Comedy is, at its best and worst, a communal hug – or, as Raju Hirani’s Munnabhai would describe it, a ‘Jaadu ki Jhappi’ – that Bollywood has generated.
Hindi cinema is among the most creative, it can be a lot of fun for both the audience and the directors and crew members involved. When you consider films like Half Ticket, Jaane Bhi Do Yaaro, and Andaz Apna Apna, you have to question if the actors and crew enjoyed producing them as much as we did watch them.
However, in many instances, we know that the sets were not all fun and games. Kishore Kumar is a vaudevillian, as everyone who knows him can attest. That is without a doubt true. Take, for example, the 1983 film Jaane Bhi Do Yaaro, which was a whirlwind of creativity. Never before has such a remarkable group of heavyweights been brought together. The film’s off-screen stories, on the other hand, were disproved by Shah, who described the production as “a horrific nightmare.”

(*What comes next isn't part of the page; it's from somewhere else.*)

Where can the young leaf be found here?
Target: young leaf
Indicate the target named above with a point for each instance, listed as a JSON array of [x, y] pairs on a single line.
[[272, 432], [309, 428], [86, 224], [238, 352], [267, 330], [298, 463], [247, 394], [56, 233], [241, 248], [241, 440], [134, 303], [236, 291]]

Judy’s creative anarchy has been unrivaled in the decades afterward, earning a sigh of scorn from the late Kundan Shah, the JBDY circus’s ringmaster.
‘If THIS movie is being lauded as the supreme satire in Hindi film, all it tells me is that Hindi cinema hasn’t done much,’ said Jai Arjun Singh, author of a book on JBDY. Years passed before Shah’s wild satire was recognized as a cult classic, as a work of art as important as it is bizarre.